D. Circonstances aggravantes tenant aux moyens employés
Usage d’une arme. – Le viol et l’agression sexuelle sont aggravés lorsqu’ils sont commis avec usage ou menace d’une arme. Rappelons qu’il peut s’agir, comme toujours, d’une arme par essence (couteau...) ou par destination : tout objet employé afin de servir d’arme en devient une aux yeux de la loi.
Mise en relation via Internet. – Ils sont aggravés lorsque la victime a été mise en contact avec l’auteur des faits grâce à l’utilisation, pour la diffusion de messages à destination d’un public non déterminé, d’un réseau de communication électronique. Cette cause d’aggravation repose sur un acte préparatoire du viol, et pas sur le viol en lui-même. Le texte ne précise pas si l’auteur doit être entré en contact avec la victime dans le dessein d’obtenir un rapport sexuel. On opine pour l’affirmative, autrement cette cause d’aggravation pourrait appréhender toutes les agressions survenues entre deux personnes qui se sont rencontrées par l’entremise d’un réseau social, même longtemps auparavant, mais la question n’est à notre connaissance pas tranchée.

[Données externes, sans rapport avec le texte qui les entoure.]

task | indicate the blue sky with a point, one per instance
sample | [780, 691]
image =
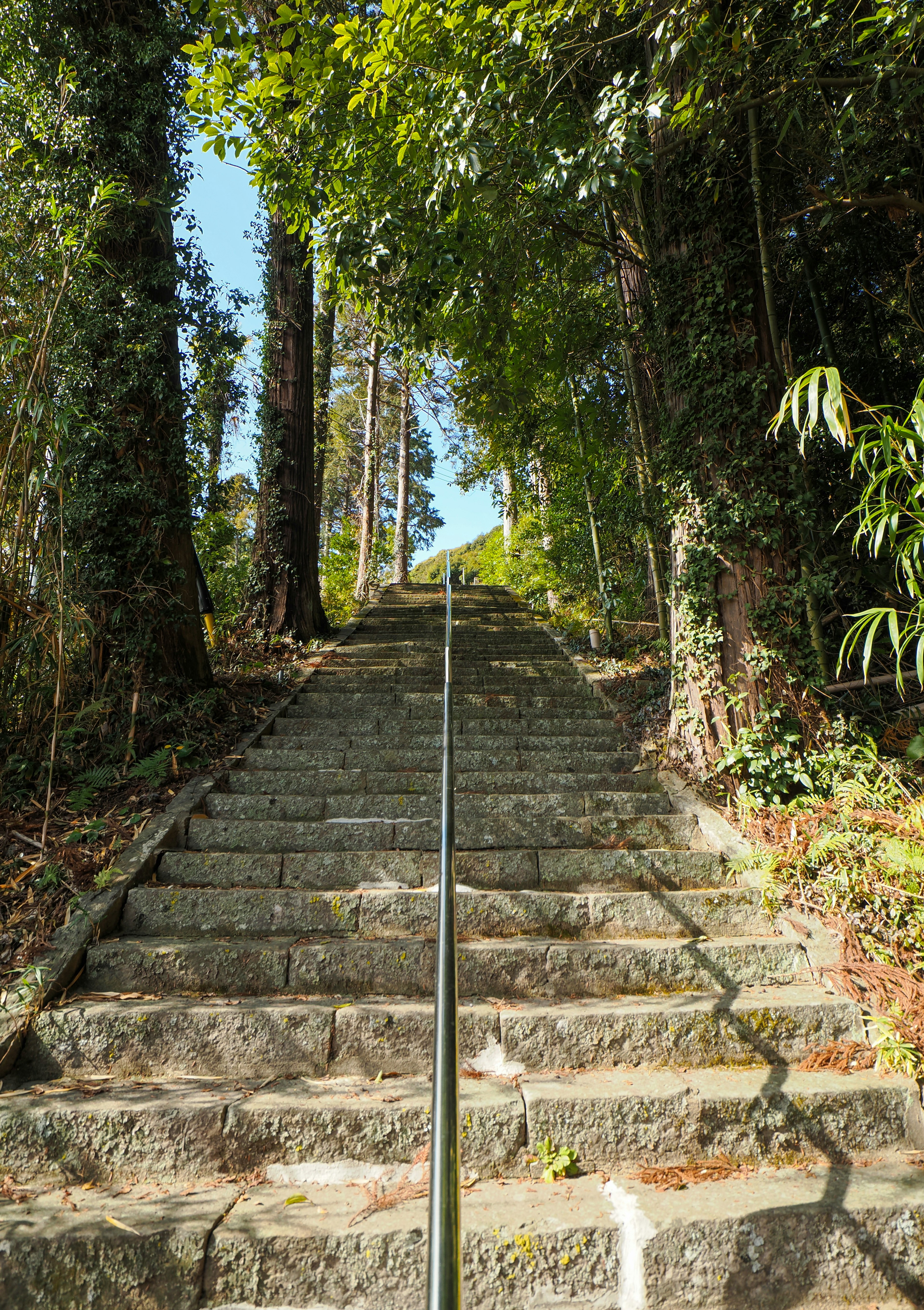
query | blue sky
[224, 206]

Rôle de l’alcool. – Ils sont également aggravés lorsqu’ils sont commis par une personne agissant en état d’ivresse manifeste ou sous l’emprise manifeste de produits stupéfiants. La logique est ici d’appeler les personnes qui s’alcoolisent à la prudence – le législateur étant conscient du nombre d’agressions survenues dans un contexte alcoolisé, l’alcool pouvant jouer un rôle désinhibiteur. On a déjà évoqué supra la difficulté qu’est susceptible de poser, sur le plan de la caractérisation de l’infraction, l’alcoolisation de l’auteur.
Usage d’une substance. – Enfin, ils sont aggravés lorsqu’une substance a été administrée à la victime, à son insu, afin d’altérer son discernement ou le contrôle de ses actes. Cette nouvelle circonstance aggravante, issue de la loi du 3 août 2018, fait écho à l’infraction obstacle prévue à l’article 222-30-1 dont il résulte que « le fait d’administrer à une personne, à son insu, une substance de nature à altérer son discernement ou le contrôle de ses actes afin de commettre à son égard un viol ou une agression sexuelle », qui sera examinée infra.

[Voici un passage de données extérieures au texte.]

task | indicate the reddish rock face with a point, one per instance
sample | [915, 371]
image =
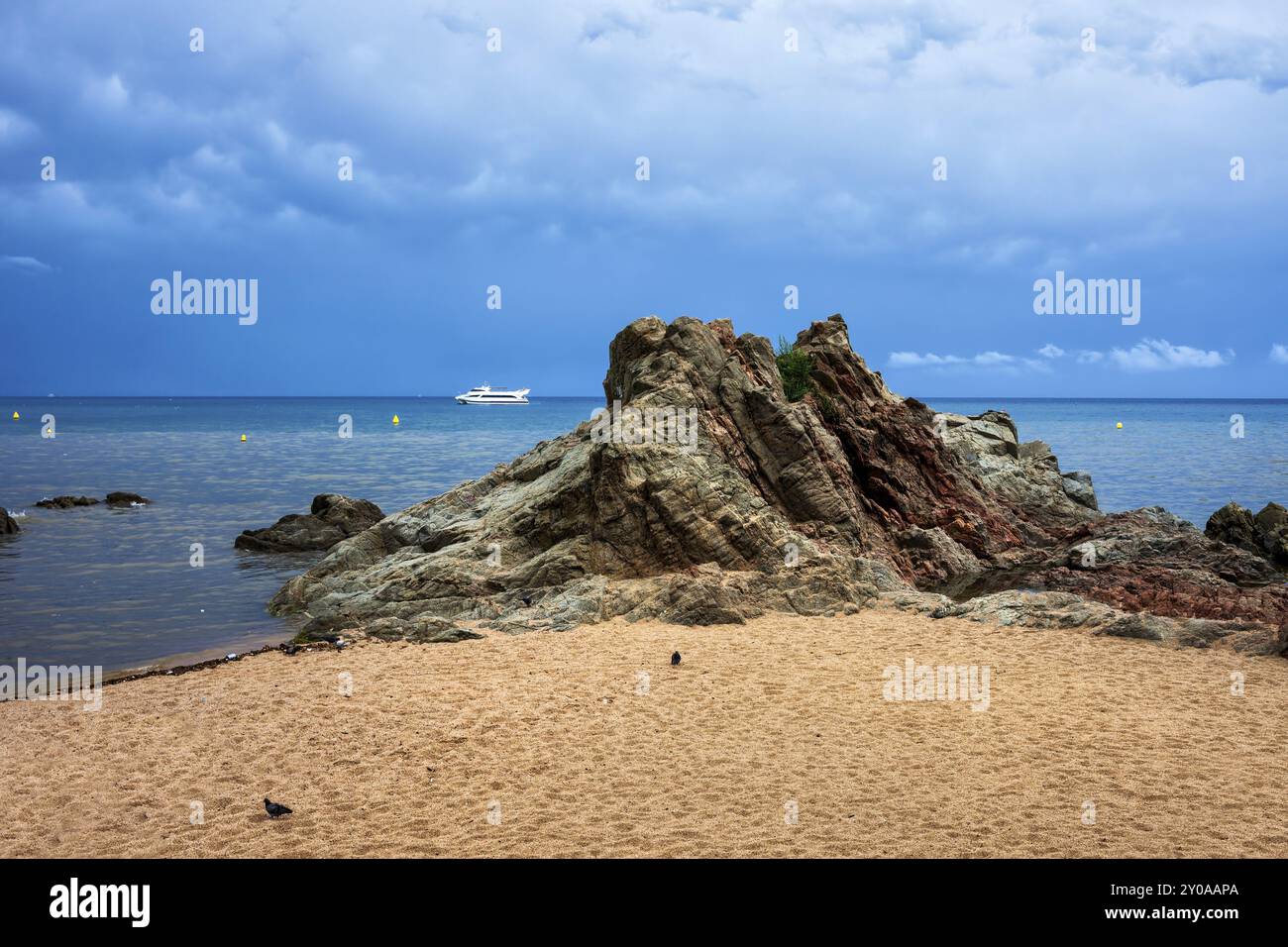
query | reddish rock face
[761, 502]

E. Circonstances aggravantes tenant aux circonstances de l’agression
Le viol et l’agression sexuelle peuvent en outre être aggravés en raison des circonstances de leur commission : par plusieurs personnes agissant en qualité d’auteur ou de complice, en concours avec un ou plusieurs autres viols commis sur d’autres victimes, ou encore lorsqu’un mineur était présent au moment des faits et y a assisté.
(1)
Cass. crim., 11 juin 1997, n° 96-80690.
(2)
Cass. crim., 9 août 2006, n° 06-84115.
(3)
Cass. crim., 17 sept. 1997, n° 97-83617.